Liu Yuanchun, president of Shanghai University of Finance and Economics, said economic growth could reach 5 per cent in June with existing government policies, and he suspects this will push quarterly growth to around 0.5 per cent.

“As seen from the local implementation details, the economic rebound in June could be stronger than it was two years ago,” he said at a webinar hosted by Peking University’s National School of Development last week, referring to the 3.2 per cent growth seen in the second quarter of 2020, after China’s economy shrank for the first time since 1976 in first quarter of 2020.
June could be a watershed for the economy and market performances
Xiong Yuan, Guosheng Securities

However, to achieve Beijing’s annual growth target of “around 5.5 per cent”, Liu said the country would need its economy to grow by 7 or 8 per cent in the year’s second half.

“This, however, would challenge the fiscal foundation at local levels,” he said.

China is due to release the main economic indicators for May on June 15.

The official manufacturing purchasing managers’ index (PMI) rebounded to 49.6 in May from 47.4 in April.

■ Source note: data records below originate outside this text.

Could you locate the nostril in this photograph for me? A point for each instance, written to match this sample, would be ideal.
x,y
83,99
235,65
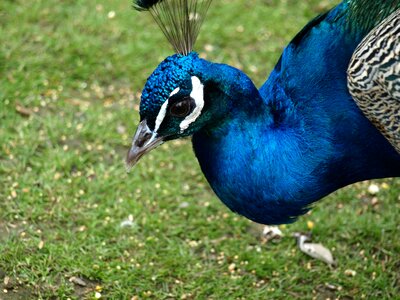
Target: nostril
x,y
143,139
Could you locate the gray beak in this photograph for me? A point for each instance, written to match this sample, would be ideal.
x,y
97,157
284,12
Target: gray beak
x,y
143,142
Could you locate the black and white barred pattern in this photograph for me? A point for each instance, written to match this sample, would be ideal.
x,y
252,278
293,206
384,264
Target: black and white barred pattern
x,y
374,78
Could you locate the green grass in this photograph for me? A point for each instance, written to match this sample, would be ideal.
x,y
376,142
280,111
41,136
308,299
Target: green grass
x,y
70,79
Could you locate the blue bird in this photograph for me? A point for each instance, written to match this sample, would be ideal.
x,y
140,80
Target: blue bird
x,y
270,153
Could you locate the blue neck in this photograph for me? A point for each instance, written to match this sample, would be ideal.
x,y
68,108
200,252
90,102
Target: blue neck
x,y
277,150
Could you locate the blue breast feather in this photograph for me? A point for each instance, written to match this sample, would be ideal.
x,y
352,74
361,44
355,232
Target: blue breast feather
x,y
309,138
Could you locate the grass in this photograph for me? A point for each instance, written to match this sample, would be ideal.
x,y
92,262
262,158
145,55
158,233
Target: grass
x,y
70,77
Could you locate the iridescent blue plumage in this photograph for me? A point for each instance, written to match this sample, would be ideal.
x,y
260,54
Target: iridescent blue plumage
x,y
270,153
172,72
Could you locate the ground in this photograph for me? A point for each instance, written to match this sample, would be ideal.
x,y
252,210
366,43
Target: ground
x,y
74,224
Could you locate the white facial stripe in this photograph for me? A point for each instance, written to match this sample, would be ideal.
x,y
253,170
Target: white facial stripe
x,y
163,110
198,95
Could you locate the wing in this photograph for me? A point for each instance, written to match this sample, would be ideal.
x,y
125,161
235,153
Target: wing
x,y
374,78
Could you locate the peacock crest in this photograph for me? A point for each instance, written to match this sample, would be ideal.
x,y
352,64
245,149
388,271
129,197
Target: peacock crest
x,y
179,20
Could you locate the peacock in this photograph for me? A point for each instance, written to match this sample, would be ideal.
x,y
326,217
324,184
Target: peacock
x,y
328,115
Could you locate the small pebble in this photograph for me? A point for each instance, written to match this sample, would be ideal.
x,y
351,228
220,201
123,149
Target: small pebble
x,y
373,189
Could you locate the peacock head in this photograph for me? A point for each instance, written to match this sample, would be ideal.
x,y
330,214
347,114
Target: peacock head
x,y
173,100
172,104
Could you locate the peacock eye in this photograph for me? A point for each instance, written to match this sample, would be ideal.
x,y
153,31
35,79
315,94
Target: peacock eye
x,y
181,108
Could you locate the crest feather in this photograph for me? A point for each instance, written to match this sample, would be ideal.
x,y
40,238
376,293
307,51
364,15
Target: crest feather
x,y
179,20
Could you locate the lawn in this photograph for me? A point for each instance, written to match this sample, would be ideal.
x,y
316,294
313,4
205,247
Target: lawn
x,y
74,224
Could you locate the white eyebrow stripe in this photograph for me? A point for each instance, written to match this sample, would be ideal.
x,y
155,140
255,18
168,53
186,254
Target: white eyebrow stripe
x,y
163,110
198,95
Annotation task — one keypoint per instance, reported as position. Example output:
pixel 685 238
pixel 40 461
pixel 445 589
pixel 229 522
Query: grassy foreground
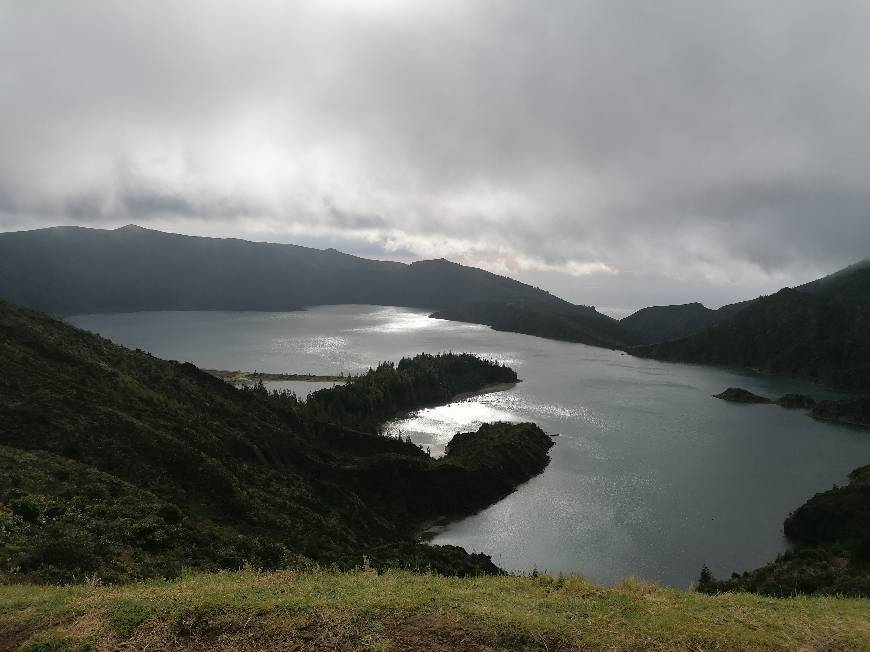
pixel 324 610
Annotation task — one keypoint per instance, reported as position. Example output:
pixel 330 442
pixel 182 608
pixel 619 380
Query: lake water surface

The Caixin manufacturing PMI, which mainly reflects the business activities of small and medium-sized firms, picked up from 46.0 to 48.1.

Xiong Yuan, chief economist at Guosheng Securities, said previous constraints on the economy are changing as tier-one cities Shanghai and Beijing have eased control measures, and 24 of China’s 31 provinces have already completed leadership reshuffles.

“June could be a watershed for the economy and market performances,” he wrote on Monday, expecting further policy loosening.

In a working paper released last week, the China Finance 40 Forum, a Beijing-based think tank of financial officials, executives and academics, said the pandemic has pummelled the household sector and fuelled indebtedness, raising market worries about a balance-sheet recession, which was seen in Japan in the 1990s and in the US from 2007-09.

China’s catch-22? Local cadres, denied lifeline, must find way to save economy

A balance-sheet recession occurs when individuals or companies focus on paying down debt rather than spending or investing, which leads to a slowdown or drop in economic growth.

The paper called for “powerful” countercyclical adjustments to reverse the stalling economic-growth trajectory, and for targeted support to be given to affected sectors.

“China should consider expanding its budget expenditure by 1 trillion yuan [US$150 billion], with the funds allocated to grass-roots organs, virus-hit businesses and areas that can help boost household consumption and revenue,” the working paper said.

“China still has room to cut the interest rate by 100-200 basis points. We should take a bold step to use it, as the economy is currently facing huge downward pressure.”